Назавтра Крот, вставший поздно и не склонный серьёзно раздумывать о чём бы то ни было, удил на берегу рыбу, когда после нескольких визитов к друзьям и обмена новостями его нашёл Крыс.
– Слыхал? – спросил он. – По всей реке только об одном говорят: утренним поездом Жаб уехал в город и заказал большой, шикарный автомобиль.
3. Дикая чаща
Крот давно хотел познакомиться с Барсуком. Тот, судя по всему, был весьма важной персоной, и, хотя появлялся редко, с его невидимым присутствием считались все. Но когда бы Крот об этом ни заговаривал, Водяной Крыс останавливал его.
– Ты подожди немного, – говорил Крыс. – Барсук рано или поздно появится (он всегда именно появляется), и вы познакомитесь. Отличный малый! Но принимать его надо не только таким, каков он есть, но и тогда, когда он есть.
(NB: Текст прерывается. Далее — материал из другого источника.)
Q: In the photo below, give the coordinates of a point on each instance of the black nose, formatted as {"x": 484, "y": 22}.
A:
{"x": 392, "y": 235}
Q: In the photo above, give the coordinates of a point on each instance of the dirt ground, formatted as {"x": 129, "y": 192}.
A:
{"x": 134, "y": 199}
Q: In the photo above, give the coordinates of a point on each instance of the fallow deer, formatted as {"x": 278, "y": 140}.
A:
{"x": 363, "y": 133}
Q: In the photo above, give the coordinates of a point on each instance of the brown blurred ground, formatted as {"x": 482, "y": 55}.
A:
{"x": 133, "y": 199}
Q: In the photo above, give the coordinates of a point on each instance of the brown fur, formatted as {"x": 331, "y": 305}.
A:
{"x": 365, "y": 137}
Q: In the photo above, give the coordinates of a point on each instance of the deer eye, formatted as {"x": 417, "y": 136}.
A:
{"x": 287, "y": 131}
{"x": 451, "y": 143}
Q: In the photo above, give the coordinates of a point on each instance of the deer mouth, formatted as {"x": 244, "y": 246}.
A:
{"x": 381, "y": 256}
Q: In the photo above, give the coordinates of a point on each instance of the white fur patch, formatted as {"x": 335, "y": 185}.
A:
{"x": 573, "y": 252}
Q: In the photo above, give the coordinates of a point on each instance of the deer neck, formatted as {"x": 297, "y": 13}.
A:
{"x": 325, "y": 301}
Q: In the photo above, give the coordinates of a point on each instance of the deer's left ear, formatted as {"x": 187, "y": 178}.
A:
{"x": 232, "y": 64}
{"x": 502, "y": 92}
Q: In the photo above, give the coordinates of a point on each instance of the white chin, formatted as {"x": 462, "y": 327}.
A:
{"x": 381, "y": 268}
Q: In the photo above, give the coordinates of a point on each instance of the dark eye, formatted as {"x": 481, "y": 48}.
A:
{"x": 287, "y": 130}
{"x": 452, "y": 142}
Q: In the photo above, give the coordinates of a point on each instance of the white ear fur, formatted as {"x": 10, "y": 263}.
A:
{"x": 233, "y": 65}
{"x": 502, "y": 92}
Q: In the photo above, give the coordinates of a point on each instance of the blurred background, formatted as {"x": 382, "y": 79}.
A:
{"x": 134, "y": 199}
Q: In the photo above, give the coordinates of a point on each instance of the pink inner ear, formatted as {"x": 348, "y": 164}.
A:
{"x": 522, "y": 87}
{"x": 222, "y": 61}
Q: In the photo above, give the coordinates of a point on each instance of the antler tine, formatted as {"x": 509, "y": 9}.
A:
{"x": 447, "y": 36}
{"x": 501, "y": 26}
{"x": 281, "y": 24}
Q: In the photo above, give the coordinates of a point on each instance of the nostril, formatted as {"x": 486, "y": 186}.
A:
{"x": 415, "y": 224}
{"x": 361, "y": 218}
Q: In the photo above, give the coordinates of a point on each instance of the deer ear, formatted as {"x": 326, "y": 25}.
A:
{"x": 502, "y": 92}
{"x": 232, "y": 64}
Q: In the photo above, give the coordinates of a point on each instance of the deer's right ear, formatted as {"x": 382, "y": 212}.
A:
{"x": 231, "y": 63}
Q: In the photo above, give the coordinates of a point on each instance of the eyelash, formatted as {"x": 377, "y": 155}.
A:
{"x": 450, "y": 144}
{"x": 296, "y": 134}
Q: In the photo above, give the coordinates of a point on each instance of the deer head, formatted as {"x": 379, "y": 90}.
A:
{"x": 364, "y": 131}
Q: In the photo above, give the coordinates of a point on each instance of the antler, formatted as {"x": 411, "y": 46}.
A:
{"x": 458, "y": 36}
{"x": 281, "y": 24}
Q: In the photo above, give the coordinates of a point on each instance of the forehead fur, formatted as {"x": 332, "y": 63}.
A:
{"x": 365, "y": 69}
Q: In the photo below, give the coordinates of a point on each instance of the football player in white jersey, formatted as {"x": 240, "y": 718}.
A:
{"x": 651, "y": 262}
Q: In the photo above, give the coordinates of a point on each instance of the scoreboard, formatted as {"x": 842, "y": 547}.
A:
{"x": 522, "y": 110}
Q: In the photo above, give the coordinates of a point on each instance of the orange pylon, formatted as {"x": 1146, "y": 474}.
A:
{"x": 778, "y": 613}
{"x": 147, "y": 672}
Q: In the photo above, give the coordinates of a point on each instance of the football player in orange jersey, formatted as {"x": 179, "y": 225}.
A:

– А если пригласить его пообедать? – предлагал Крот.
– Он не придёт, – отвечал Крыс. – Барсук не терпит общество, приглашения и всякое в этом роде.
– Хорошо, а если мы его навестим? – спрашивал Крот.
– Ой, это ему не понравится, – отвечал встревоженный Крыс. – Он очень скромен и наверняка не так нас поймёт. Да мы и не сможем! О чём вообще говорить, когда он живёт в самой глубине Дикой Чащи.
– Ну и что, – настаивал Крот, – ты сам говорил мне, что Дикая Чаща не так уж и страшна, помнишь?
– Помнить‑то помню, – уклончиво отвечал Крыс, – но мы сейчас туда не пойдём. До Чащи далеко, да и в это время его всё равно дома не бывает. Но как‑нибудь он заглянет. Наберись терпения.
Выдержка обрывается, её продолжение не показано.